Liu Yuyao, Li Zhen, Chen Xiaoyang, Cui Xuejian, Gao Zijing, Jiang Rui
Ministry of Education Key Laboratory of Bioinformatics, Bioinformatics Division at the Beijing National Research Center for Information Science and Technology, Center for Synthetic and Systems Biology, Department of Automation, Tsinghua University, Beijing, 100084, China.
Nat Commun. 2025 Feb 1;16(1):1247. doi: 10.1038/s41467-025-56535-0.
Recent advances in spatial epigenomic techniques have given rise to spatial assay for transposase-accessible chromatin using sequencing (spATAC-seq) data, enabling the characterization of epigenomic heterogeneity and spatial information simultaneously. Integrative analysis of multiple spATAC-seq samples, for which no method has been developed, allows for effective identification and elimination of unwanted non-biological factors within the data, enabling comprehensive exploration of tissue structures and providing a holistic epigenomic landscape, thereby facilitating the discovery of biological implications and the study of regulatory processes. In this article, we present INSTINCT, a method for multi-sample INtegration of Spatial chromaTIN accessibility sequencing data via stochastiC domain Translation. INSTINCT can efficiently handle the high dimensionality of spATAC-seq data and eliminate the complex noise and batch effects of samples through a stochastic domain translation procedure. We demonstrate the superiority and robustness of INSTINCT in integrating spATAC-seq data across multiple simulated scenarios and real datasets. Additionally, we highlight the advantages of INSTINCT in spatial domain identification, visualization, spot-type annotation, and various downstream analyses, including motif enrichment analysis, expression enrichment analysis, and partitioned heritability analysis.

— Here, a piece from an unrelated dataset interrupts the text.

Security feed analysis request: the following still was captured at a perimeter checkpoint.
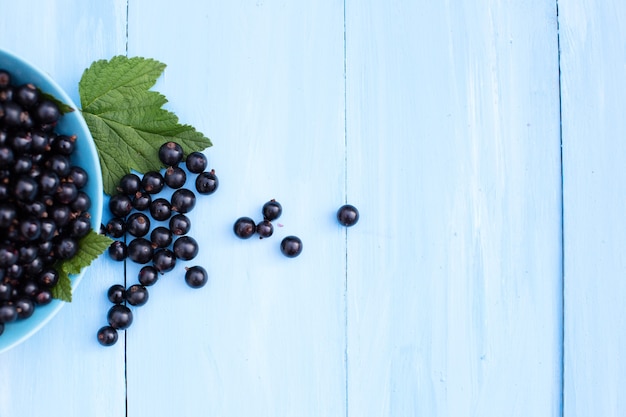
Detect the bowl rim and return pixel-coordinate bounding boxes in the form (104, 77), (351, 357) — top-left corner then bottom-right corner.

空间表观基因组技术的最新进展催生了利用测序技术进行转座酶可及染色质的空间分析(spATAC-seq)数据,从而能够同时表征表观基因组异质性和空间信息。对于多个spATAC-seq样本,尚未开发出整合分析方法,而对其进行整合分析可以有效识别和消除数据中不需要的非生物学因素,全面探索组织结构并提供整体表观基因组景观,从而促进生物学意义的发现和调控过程的研究。在本文中,我们介绍了INSTINCT,这是一种通过随机域转换对空间染色质可及性测序数据进行多样本整合的方法。INSTINCT可以有效处理spATAC-seq数据的高维度,并通过随机域转换过程消除样本的复杂噪声和批次效应。我们展示了INSTINCT在整合多个模拟场景和真实数据集的spATAC-seq数据方面的优越性和稳健性。此外,我们强调了INSTINCT在空间域识别、可视化、斑点类型注释以及各种下游分析(包括基序富集分析、表达富集分析和分区遗传力分析)中的优势。